In a Bing Search blog post, Jim Kleban provides an overview of Bing Speller technology with some examples of recent improvements shipped in December of 2012. “Bing Speller handles tens of thousands of queries per second and computes corrections within tens of milliseconds.”
“In close collaboration with Microsoft Research we have developed advanced machine learning models to build a great speller. The team working on speller relevance runs thousands of experiments every week – ranging from improving data freshness to improving ranking fundamentals – to deliver a better search experience,” Kleban wrote.
Bing’s Speller processes tens of millions of data points mined from searches, web pages, clicks and user actions to help you find the best possible results. Bing even adapts to constantly evolving vocabularies on the internet!
For example “is it Swarzinegar, Swarneger, Scwarznagger or Schwartiznegar?” These are just a few of more than 2,000 different ways users on Bing have typed their queries in hope of searching for “Schwarzenegger.” “You can see that many of the characters are missing between the misspelled and the corrected version. The Bing Speller employs statistical mapping schemes and phonetic similarity measures to identify and correct the misspellings,” he said.
“Sometimes, even when an individual word is spelled correctly, the Bing Speller corrects it to better suit the searchers intent. “One of the most powerful clues we have to find the right spelling is the context of the query. For example, someone recently searched the phrase: “how can you sea if money is reel.” In this case, “the Bing Speller corrects the two words “sea” to “see” and “reel” to “real”,” Kleban explained.
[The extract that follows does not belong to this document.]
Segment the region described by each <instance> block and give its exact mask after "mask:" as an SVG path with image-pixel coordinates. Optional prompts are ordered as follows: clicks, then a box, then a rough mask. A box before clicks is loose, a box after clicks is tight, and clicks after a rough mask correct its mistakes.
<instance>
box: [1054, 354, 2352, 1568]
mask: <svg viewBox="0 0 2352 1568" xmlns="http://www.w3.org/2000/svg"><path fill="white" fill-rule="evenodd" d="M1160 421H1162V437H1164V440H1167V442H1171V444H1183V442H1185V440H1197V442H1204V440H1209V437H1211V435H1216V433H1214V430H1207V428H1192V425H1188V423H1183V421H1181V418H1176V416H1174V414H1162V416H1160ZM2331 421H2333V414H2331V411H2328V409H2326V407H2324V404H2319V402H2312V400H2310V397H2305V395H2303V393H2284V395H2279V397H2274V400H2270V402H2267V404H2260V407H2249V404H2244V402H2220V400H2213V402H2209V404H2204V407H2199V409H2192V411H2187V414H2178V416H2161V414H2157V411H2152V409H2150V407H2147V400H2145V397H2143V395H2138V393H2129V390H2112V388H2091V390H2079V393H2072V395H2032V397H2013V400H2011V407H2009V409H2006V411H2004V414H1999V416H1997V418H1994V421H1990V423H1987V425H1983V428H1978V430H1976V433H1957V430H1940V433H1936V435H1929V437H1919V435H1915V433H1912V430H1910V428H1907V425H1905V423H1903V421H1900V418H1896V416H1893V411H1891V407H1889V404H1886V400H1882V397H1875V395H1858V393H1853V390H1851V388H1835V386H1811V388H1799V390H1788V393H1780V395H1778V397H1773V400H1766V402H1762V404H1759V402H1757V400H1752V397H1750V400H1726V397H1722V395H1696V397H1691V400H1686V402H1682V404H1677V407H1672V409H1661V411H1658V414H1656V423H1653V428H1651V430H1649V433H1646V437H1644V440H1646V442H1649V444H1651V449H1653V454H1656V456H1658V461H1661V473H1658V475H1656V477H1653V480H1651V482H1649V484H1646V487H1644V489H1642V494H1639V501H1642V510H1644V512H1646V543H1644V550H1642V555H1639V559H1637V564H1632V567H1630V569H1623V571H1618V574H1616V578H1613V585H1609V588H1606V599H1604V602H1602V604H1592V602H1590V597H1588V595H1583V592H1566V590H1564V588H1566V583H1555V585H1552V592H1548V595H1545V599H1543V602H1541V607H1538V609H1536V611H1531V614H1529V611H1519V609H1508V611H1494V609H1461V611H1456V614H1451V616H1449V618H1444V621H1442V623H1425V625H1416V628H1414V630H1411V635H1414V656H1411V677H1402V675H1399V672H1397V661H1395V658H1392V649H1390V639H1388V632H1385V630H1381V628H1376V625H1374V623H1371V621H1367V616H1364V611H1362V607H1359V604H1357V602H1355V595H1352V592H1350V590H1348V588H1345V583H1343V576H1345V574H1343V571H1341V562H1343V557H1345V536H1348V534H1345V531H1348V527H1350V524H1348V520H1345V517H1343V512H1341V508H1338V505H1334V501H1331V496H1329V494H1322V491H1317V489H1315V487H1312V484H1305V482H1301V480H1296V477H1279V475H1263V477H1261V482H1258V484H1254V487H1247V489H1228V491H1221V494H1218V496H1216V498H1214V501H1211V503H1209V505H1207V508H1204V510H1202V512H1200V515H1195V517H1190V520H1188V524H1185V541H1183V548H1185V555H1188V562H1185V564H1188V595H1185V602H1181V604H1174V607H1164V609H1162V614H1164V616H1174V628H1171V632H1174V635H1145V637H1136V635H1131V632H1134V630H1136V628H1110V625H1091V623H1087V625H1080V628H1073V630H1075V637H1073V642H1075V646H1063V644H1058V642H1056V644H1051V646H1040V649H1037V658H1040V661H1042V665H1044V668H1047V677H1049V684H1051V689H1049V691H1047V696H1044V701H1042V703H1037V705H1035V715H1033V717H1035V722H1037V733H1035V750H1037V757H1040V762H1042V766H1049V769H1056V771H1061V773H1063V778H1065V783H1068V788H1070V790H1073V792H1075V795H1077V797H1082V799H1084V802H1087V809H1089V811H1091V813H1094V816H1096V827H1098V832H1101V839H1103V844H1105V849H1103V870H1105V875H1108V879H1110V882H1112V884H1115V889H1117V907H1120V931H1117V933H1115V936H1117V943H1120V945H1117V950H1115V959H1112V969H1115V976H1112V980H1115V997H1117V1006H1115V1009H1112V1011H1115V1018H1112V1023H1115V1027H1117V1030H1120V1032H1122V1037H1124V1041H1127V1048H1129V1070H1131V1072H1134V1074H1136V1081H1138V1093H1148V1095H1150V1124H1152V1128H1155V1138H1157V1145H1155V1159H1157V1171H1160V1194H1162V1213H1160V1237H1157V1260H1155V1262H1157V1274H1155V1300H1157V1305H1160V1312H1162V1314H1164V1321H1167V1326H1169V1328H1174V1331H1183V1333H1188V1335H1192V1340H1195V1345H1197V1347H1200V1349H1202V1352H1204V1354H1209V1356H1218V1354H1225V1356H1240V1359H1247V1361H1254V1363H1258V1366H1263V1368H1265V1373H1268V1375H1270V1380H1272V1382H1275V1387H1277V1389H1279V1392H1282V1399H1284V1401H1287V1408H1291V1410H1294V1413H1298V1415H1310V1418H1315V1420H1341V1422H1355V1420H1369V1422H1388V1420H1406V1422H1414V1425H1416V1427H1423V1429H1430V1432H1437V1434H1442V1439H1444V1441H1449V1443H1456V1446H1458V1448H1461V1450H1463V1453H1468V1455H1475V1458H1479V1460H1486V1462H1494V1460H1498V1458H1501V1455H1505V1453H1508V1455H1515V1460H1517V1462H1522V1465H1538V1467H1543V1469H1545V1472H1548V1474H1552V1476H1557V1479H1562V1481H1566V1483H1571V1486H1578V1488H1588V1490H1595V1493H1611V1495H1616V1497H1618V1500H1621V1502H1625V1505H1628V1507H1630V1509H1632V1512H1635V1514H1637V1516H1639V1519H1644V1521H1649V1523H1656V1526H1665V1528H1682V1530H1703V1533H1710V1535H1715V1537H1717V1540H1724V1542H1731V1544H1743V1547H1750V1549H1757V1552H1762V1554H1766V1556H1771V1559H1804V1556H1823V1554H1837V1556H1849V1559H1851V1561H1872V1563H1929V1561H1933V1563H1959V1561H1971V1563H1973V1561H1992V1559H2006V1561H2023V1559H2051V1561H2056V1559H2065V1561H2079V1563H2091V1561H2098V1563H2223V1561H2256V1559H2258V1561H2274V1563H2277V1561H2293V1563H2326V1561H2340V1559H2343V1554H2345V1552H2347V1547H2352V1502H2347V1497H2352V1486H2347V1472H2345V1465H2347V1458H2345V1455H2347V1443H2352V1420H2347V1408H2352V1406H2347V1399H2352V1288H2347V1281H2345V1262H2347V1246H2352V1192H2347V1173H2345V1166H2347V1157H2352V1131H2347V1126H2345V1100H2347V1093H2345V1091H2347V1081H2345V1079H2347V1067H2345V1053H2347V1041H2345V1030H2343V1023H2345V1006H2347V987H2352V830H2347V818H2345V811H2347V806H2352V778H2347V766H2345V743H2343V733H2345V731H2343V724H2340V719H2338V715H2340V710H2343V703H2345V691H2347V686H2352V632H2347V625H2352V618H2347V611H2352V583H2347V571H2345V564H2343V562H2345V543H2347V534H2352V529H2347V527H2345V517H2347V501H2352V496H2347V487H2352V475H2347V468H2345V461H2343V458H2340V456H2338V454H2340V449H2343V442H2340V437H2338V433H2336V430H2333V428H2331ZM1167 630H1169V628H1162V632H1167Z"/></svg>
Though the two words were correctly spelled, they don’t make sense in the context of the search. The correction has a big impact on the quality of the web results,” Kleban added further.
The aim of the Bing Speller is to correct these queries so users receive relevant web results that match their intent even when their query is misspelt. “It takes state-of-the-art machine learning, statistical modeling, information retrieval, and significant engineering muscle to deliver high quality web scale spell correction at high speeds.”